Déc 092008
 

Malacca, Bassin (c) Yves Traynard 2007

En prolongement des réflexions de Camille de Toledo(*) sur la déploration, je vous livre cette intéressante analyse de Denis Tillinac sur le rôle de la nostalgie, si chère au tourisme, comme soupape de sécurité aux violentes transformations culturelles imposées par la modernité.

Le fond du problème [du terrorisme islamique] c’est l’incompatibilité totale entre la «modernité» et les systèmes de valeurs qu’elle éradique, les façons qu’elle démonétise le sacré, qu’elle profane. Les cultures, pour tout dire. Y compris les nôtres. A ceci près que nous Occidentaux, cohabitons depuis belle lurette avec le sentiment de la dépossession.

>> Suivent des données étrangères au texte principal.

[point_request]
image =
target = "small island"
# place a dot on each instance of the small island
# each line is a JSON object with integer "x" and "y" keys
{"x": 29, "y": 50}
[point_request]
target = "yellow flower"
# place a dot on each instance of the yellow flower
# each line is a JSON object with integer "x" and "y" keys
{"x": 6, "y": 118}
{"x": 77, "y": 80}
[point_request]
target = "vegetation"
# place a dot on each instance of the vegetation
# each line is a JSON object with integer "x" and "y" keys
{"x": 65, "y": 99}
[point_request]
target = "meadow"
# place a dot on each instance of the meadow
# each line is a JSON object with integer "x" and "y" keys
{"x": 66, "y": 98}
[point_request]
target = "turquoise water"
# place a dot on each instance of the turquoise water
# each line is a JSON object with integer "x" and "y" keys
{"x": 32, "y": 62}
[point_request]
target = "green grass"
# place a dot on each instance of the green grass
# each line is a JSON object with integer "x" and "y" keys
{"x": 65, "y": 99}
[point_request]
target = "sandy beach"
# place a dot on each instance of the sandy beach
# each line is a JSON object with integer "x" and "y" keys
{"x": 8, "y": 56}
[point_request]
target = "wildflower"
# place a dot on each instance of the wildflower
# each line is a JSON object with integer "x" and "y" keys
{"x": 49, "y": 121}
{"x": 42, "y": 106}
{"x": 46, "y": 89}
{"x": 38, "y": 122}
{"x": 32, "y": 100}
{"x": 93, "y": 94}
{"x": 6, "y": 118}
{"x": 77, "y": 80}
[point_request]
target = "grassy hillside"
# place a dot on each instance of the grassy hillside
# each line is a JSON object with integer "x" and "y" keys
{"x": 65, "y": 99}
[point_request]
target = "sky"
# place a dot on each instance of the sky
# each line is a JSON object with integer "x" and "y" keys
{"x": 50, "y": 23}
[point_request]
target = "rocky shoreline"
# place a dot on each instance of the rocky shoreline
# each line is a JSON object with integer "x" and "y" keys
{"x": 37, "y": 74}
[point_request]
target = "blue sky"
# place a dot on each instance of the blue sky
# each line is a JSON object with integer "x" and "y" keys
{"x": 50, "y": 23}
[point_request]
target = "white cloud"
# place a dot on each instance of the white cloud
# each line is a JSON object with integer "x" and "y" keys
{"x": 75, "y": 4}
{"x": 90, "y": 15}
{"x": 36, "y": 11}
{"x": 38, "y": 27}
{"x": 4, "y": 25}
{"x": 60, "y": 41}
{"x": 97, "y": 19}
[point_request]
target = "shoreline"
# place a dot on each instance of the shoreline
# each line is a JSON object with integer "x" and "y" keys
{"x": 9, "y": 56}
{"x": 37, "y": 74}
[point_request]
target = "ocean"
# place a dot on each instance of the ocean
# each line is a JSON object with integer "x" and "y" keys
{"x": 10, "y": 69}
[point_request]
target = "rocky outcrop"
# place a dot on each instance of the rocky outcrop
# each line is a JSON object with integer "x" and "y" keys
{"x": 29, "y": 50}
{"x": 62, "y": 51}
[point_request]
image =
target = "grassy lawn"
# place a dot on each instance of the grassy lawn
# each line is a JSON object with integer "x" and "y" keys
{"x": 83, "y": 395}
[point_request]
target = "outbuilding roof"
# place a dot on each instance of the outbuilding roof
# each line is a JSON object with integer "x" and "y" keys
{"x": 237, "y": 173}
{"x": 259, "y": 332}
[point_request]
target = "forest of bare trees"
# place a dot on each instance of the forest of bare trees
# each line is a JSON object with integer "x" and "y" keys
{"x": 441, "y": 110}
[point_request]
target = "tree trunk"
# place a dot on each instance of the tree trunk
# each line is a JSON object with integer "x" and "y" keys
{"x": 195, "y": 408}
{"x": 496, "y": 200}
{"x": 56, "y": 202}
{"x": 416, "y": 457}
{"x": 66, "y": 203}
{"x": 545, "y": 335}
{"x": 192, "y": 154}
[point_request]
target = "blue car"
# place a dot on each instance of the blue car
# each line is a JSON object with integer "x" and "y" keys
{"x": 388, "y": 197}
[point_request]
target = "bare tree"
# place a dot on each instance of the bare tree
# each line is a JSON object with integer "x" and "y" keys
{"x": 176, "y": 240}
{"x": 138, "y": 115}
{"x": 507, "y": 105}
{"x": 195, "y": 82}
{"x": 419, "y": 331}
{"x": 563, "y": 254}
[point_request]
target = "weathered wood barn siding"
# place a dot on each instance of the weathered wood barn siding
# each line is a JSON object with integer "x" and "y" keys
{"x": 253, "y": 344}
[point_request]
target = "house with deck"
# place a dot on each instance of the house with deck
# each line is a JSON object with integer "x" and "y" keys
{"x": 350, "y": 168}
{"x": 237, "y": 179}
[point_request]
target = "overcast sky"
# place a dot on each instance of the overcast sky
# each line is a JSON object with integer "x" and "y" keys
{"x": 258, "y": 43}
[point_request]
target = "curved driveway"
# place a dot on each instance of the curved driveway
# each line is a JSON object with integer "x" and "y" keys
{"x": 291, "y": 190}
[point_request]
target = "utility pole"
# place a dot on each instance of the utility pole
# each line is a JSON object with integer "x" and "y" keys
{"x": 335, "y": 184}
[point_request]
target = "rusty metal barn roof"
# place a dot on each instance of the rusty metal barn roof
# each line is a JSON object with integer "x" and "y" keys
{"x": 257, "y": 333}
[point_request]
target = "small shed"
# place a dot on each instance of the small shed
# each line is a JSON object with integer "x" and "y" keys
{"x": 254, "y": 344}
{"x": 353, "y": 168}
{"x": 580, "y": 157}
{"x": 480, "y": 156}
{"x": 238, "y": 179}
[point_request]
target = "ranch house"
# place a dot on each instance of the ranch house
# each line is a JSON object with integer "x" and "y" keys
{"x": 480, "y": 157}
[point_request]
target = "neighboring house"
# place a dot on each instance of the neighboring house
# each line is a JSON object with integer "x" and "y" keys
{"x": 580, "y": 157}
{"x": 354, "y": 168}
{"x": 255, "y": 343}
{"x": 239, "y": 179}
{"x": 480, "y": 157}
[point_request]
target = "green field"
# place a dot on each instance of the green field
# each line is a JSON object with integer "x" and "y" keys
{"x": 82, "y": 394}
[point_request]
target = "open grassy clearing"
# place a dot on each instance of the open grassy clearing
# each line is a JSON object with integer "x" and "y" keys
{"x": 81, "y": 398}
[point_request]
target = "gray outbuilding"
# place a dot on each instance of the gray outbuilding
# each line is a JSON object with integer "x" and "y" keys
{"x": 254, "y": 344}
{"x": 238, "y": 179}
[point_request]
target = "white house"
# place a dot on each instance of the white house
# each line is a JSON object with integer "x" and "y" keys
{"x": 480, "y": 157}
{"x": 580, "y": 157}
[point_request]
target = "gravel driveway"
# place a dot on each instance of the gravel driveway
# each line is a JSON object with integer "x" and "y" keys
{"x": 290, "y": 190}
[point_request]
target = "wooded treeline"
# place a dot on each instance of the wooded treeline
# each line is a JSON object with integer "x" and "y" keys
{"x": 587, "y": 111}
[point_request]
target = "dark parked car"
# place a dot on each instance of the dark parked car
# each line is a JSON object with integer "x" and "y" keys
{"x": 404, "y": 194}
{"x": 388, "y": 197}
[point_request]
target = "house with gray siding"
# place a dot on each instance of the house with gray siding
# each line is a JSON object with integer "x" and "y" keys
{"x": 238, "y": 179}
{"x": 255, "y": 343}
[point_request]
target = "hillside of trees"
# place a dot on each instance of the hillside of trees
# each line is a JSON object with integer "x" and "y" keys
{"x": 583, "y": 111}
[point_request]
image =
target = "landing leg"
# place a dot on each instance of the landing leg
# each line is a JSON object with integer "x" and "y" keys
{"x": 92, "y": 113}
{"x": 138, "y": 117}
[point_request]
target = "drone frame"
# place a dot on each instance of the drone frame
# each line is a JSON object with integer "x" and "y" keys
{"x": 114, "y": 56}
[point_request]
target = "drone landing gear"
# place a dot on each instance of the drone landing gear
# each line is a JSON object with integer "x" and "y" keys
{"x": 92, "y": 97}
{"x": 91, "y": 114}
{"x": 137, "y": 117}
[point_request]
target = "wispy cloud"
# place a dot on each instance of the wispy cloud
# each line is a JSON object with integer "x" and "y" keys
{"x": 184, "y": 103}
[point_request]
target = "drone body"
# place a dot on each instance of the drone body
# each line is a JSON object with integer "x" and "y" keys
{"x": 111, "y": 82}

Nous titubons en «déconstruisant» sans relâche, mais nous nous raccrochons encore aux branches d’un héritage tissé de contradictions. La «modernité» déshabille nos âmes mais nous avons appris à tricher avec, ou à noyer nos désarrois dans les eaux troubles de la nostalgie(**).


(*) voir mon billet : La déploration selon Camille de Toledo
(**) Denis Tillinac, Marianne, 6 au 12 décembre 2008, p.42.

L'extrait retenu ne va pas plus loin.